There is this image that kids who study hard at school, go to cram school, spend their entire life outside of school memorizing and studying will do well on the college entrance exams.

Kids are criticized for Lack of Effort rather than Lack of Intelligence or stupidity.

So here’s a study that says students who believe intelligence is an innate, unchanging skill are less likely to challenge themselves, feel helpless at their failures, and overall score lower in the long term than kids who believe intelligence is malleable (or that we can “grow” our brains.)

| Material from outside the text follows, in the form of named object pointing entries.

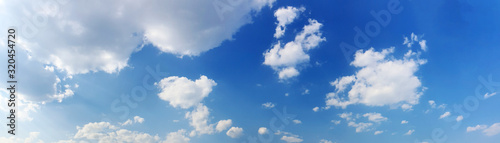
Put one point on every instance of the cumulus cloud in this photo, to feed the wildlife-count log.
(409, 132)
(346, 116)
(375, 117)
(285, 16)
(199, 120)
(325, 141)
(404, 122)
(223, 125)
(106, 132)
(101, 36)
(177, 137)
(488, 131)
(263, 130)
(316, 109)
(297, 121)
(336, 122)
(360, 127)
(460, 118)
(286, 59)
(488, 95)
(291, 139)
(381, 80)
(184, 93)
(268, 105)
(477, 127)
(137, 119)
(235, 132)
(24, 107)
(444, 115)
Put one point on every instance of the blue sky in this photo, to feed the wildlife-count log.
(227, 71)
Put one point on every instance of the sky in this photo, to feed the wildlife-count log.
(251, 71)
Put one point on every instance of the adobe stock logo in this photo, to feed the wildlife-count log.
(372, 28)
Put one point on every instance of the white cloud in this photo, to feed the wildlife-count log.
(488, 131)
(336, 122)
(444, 115)
(33, 137)
(24, 107)
(105, 132)
(316, 109)
(460, 118)
(285, 16)
(285, 59)
(263, 130)
(92, 37)
(477, 127)
(325, 141)
(375, 117)
(382, 80)
(409, 132)
(346, 116)
(223, 125)
(305, 92)
(291, 139)
(268, 105)
(360, 127)
(297, 121)
(199, 120)
(488, 95)
(137, 119)
(432, 103)
(407, 107)
(177, 137)
(184, 93)
(423, 45)
(404, 122)
(235, 132)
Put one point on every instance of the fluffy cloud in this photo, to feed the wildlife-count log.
(316, 109)
(235, 132)
(184, 93)
(444, 115)
(291, 139)
(432, 103)
(477, 127)
(409, 132)
(488, 131)
(177, 137)
(404, 122)
(346, 116)
(375, 117)
(297, 121)
(106, 132)
(268, 105)
(285, 16)
(137, 119)
(360, 127)
(199, 120)
(460, 118)
(336, 122)
(285, 59)
(223, 125)
(101, 36)
(325, 141)
(263, 130)
(488, 95)
(381, 80)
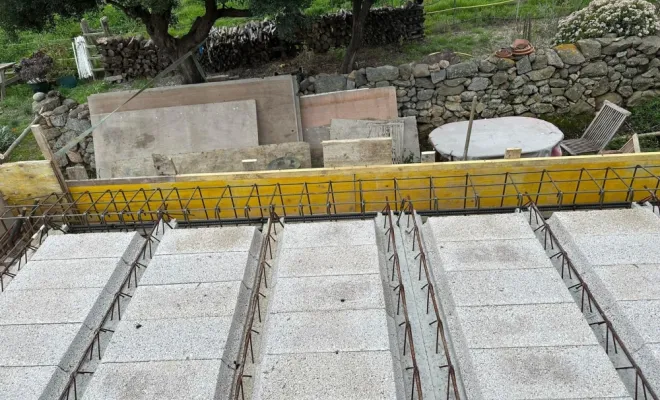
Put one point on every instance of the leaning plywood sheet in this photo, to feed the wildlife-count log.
(317, 112)
(357, 152)
(269, 157)
(135, 135)
(25, 179)
(405, 147)
(276, 97)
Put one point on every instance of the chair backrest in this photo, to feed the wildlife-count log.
(631, 146)
(607, 122)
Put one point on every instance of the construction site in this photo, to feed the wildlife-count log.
(305, 248)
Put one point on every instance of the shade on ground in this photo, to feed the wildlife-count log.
(516, 330)
(184, 321)
(327, 331)
(618, 256)
(50, 311)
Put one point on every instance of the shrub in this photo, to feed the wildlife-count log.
(35, 68)
(621, 17)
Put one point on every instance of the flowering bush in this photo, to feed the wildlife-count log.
(621, 17)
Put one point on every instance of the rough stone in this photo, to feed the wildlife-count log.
(570, 54)
(617, 46)
(554, 59)
(438, 76)
(650, 45)
(421, 70)
(461, 70)
(523, 65)
(541, 108)
(384, 73)
(479, 83)
(595, 69)
(542, 74)
(590, 48)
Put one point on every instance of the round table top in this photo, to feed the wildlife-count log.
(491, 137)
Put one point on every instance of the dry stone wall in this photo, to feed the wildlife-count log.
(567, 79)
(62, 120)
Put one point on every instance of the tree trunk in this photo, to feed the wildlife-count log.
(360, 13)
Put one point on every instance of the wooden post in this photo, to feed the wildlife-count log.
(467, 138)
(512, 153)
(105, 25)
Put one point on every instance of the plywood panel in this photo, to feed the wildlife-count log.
(276, 97)
(357, 152)
(317, 112)
(135, 135)
(26, 179)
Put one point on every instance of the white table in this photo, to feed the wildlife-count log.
(491, 137)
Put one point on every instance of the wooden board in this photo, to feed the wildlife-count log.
(276, 97)
(26, 179)
(357, 152)
(133, 136)
(317, 112)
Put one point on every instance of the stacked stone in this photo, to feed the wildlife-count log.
(130, 57)
(62, 120)
(567, 79)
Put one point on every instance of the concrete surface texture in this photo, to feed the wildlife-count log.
(185, 323)
(326, 334)
(515, 328)
(278, 112)
(356, 152)
(318, 111)
(403, 131)
(131, 136)
(617, 255)
(49, 312)
(229, 160)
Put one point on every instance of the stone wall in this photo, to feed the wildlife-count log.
(566, 79)
(62, 120)
(130, 57)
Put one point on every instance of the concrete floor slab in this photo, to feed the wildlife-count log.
(507, 287)
(630, 282)
(609, 222)
(619, 249)
(327, 376)
(644, 316)
(323, 234)
(86, 245)
(48, 306)
(207, 240)
(31, 382)
(524, 326)
(327, 331)
(547, 373)
(184, 301)
(37, 345)
(192, 268)
(480, 227)
(70, 274)
(648, 359)
(168, 340)
(191, 380)
(328, 293)
(493, 254)
(316, 261)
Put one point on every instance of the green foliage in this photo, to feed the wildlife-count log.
(600, 17)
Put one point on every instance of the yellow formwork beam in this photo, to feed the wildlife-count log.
(451, 185)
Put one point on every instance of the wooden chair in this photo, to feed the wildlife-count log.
(631, 146)
(599, 133)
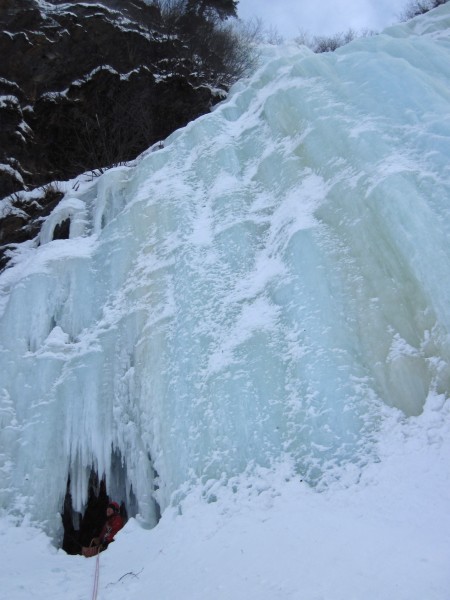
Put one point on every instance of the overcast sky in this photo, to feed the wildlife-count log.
(318, 17)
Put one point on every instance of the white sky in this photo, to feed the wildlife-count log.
(318, 17)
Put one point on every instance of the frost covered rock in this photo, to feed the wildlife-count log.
(87, 85)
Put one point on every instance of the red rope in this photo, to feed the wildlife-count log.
(96, 575)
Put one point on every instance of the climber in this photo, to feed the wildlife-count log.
(114, 523)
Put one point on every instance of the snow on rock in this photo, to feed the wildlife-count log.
(255, 320)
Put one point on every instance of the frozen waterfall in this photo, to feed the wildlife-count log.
(261, 290)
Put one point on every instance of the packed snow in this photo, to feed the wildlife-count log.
(255, 319)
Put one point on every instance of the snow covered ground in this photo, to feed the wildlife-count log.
(256, 321)
(385, 537)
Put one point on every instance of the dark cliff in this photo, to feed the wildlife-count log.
(83, 86)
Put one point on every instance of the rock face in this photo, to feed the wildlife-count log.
(86, 85)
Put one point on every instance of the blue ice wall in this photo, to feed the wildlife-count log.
(260, 290)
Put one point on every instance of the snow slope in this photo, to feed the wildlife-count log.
(248, 329)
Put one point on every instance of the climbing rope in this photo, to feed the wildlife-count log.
(96, 575)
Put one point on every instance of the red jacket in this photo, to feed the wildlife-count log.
(113, 524)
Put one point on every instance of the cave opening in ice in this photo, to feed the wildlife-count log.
(258, 291)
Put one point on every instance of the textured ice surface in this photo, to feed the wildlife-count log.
(260, 288)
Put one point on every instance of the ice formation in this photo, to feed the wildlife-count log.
(259, 290)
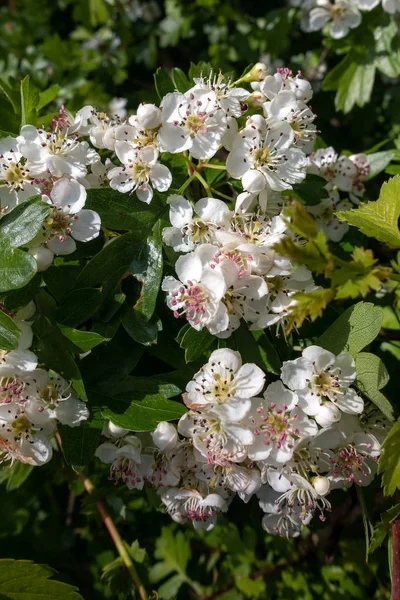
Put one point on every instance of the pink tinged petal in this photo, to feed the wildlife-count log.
(249, 381)
(173, 138)
(160, 177)
(68, 195)
(86, 226)
(189, 268)
(145, 194)
(180, 212)
(67, 246)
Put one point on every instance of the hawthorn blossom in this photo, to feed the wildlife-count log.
(225, 384)
(197, 294)
(263, 156)
(68, 221)
(319, 378)
(192, 121)
(342, 15)
(277, 424)
(189, 505)
(60, 154)
(187, 230)
(140, 169)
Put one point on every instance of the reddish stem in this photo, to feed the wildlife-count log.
(396, 561)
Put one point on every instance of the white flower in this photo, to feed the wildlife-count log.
(276, 424)
(140, 168)
(342, 15)
(325, 218)
(263, 157)
(225, 384)
(165, 436)
(228, 98)
(286, 107)
(127, 463)
(188, 231)
(189, 505)
(16, 182)
(68, 221)
(198, 294)
(191, 121)
(284, 80)
(54, 152)
(319, 376)
(214, 437)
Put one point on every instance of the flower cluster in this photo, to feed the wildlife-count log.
(338, 16)
(306, 434)
(32, 401)
(344, 175)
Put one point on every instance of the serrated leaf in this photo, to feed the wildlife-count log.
(379, 219)
(22, 224)
(140, 415)
(80, 443)
(16, 269)
(372, 376)
(357, 327)
(48, 96)
(25, 580)
(389, 461)
(163, 83)
(78, 306)
(29, 101)
(382, 528)
(9, 332)
(195, 343)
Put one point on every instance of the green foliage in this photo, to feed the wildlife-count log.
(21, 577)
(379, 219)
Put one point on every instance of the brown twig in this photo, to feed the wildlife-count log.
(396, 561)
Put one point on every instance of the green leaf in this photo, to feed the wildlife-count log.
(126, 213)
(383, 527)
(195, 343)
(379, 219)
(80, 443)
(378, 161)
(9, 332)
(139, 415)
(389, 461)
(29, 101)
(16, 269)
(163, 82)
(48, 96)
(180, 80)
(22, 224)
(357, 327)
(85, 340)
(371, 377)
(255, 347)
(353, 78)
(78, 306)
(25, 580)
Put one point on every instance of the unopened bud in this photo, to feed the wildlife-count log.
(328, 414)
(322, 485)
(149, 116)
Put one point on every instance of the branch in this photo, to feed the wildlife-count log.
(116, 538)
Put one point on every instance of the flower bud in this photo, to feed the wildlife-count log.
(322, 485)
(328, 414)
(149, 116)
(165, 436)
(256, 99)
(253, 181)
(43, 257)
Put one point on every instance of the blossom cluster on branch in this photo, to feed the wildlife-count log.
(306, 434)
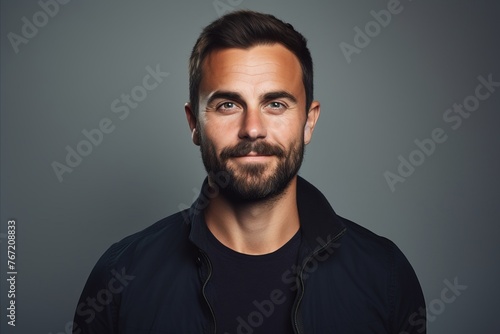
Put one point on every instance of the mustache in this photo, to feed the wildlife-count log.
(245, 147)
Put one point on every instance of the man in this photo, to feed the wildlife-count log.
(261, 250)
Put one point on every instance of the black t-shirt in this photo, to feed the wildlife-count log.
(251, 296)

I think about how I treat girl1 and girl2 and how I say things like “You’re so smart” and I wonder if I’m setting them up for future failure? I am firmly in the “if you try hard enough you can do most anything” camp, although it’s something I DIDN’T believe as a school child.

Living in Japan showed me how far single minded determination can get you.

I guess I need to start changing my praise to “See how all that practicing paid off in your piano skills” or “You worked really hard at that homework” or whatever.

The scariest thing I read in the article was that those who believed intelligence was fixed

“… had negative views of effort, believing that having to work hard at something was a sign of low ability. They thought that a person with talent or intelligence did not need to work hard to do well. Attributing a bad grade to their own lack of ability, those with a fixed mind-set said that they would study less in the future, try never to take that subject again and consider cheating on future tests.”

Working hard as a sign of low ability? Lord help us all. What a destructive mind set. I want the girls to believe in hard work. Am I wrong or does there seem to be a shift in the USAian mindset from our grandparents’ “hard work is everything” to “quick buck from our intelligent schemes” generation?